Randyj,
Too be honest, when I first saw you state, "...and cut the safety ground from the switch box..." I immediately cringed. I am an electrical engineer, degreed from a major university and with a state license, and I find myself having to walk very carefully through the types of things you describe before I change anything like an existing safety ground.
I have seen some references elsewhere to a long distance distributed system like this having multiple grounding rod locations. Perhaps this is what you refer to. But, I would think that the ground rods back at the house should still be connected to the ground wiring, just the dock ground rods added to the system. If you have any neutrals at the dock tied to ground, than perhaps you have the neutral-to-earth voltage differences due to voltage drop across the neutral return as you seem to want to describe.
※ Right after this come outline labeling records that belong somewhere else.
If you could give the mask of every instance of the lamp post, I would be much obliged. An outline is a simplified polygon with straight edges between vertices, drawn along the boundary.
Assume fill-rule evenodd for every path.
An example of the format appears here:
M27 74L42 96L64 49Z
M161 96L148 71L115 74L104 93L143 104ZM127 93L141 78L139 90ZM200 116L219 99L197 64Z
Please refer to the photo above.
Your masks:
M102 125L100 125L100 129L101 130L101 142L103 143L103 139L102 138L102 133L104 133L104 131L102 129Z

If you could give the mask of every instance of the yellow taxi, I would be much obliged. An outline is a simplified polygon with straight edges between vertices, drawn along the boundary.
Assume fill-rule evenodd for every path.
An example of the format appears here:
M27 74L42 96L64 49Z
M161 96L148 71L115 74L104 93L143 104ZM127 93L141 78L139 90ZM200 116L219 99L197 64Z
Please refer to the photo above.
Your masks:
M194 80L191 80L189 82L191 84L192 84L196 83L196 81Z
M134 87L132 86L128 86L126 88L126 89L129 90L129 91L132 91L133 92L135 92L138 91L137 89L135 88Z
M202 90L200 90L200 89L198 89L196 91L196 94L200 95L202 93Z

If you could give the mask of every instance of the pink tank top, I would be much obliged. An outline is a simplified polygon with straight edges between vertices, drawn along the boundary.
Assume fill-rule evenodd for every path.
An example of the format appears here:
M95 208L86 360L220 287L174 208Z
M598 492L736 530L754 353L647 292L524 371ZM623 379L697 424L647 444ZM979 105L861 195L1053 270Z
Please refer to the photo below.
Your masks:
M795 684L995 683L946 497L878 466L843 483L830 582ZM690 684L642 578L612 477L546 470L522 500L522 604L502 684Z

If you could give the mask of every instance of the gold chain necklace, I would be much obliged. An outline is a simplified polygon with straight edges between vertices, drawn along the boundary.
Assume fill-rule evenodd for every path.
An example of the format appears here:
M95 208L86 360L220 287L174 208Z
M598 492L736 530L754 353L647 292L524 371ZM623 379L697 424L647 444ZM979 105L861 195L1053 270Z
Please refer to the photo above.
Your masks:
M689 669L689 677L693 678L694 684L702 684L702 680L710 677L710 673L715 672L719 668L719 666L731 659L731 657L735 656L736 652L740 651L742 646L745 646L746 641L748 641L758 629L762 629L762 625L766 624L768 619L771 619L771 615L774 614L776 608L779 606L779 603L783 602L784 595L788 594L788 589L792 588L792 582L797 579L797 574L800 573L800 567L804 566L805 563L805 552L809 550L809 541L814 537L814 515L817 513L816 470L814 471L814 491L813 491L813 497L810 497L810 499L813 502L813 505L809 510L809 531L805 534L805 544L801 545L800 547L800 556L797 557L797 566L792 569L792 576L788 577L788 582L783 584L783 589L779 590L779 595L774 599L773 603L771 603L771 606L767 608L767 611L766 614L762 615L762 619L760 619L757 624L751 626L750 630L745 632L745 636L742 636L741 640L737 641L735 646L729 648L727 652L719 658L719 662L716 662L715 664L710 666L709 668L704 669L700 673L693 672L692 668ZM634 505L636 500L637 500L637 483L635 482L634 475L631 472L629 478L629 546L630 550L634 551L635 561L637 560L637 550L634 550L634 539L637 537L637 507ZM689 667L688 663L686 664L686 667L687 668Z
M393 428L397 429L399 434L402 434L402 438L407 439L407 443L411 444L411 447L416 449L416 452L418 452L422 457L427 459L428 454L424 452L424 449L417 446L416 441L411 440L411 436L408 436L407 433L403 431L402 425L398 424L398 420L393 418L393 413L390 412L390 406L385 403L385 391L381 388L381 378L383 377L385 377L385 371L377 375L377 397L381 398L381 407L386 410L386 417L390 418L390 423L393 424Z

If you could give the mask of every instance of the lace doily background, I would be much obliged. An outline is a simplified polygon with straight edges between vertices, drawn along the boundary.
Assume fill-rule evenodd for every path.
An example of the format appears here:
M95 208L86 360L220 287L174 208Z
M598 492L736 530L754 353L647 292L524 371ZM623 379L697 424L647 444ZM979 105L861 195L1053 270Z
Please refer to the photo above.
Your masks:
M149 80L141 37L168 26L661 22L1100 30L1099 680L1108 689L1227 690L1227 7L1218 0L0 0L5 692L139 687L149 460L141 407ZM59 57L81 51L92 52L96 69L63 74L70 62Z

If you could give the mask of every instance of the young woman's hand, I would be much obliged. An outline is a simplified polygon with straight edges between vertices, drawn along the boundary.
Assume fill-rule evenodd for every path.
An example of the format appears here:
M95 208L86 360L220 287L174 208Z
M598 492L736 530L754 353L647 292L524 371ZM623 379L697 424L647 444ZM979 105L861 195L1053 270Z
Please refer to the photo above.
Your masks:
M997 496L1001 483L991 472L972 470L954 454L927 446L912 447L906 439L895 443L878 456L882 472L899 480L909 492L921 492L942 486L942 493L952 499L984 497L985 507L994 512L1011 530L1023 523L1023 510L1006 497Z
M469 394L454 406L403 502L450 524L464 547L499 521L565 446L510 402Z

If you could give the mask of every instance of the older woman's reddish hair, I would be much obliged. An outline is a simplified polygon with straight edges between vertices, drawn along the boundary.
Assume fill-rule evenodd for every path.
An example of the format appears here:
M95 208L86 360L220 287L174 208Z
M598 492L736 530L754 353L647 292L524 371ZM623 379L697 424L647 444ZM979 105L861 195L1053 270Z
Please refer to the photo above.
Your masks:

But, perhaps you have a short somewhere on the dock using only the ground wire. Or maybe a nearby dock has a short with your dock's ground providing the return. Tread carefully, there could be a number of reasons why you could see this tickle voltage. And, lifting grounds could be the worst solve for them. ActionDave's link is very sobering
Maybe upsizing the cable back to the house above what would otherwise be required by code may be part of the solution. But, I think you really need some expertise to figure this all out. With so many docks on the lake, maybe there is a really sharp electrician locally who specializes in this. Ask around.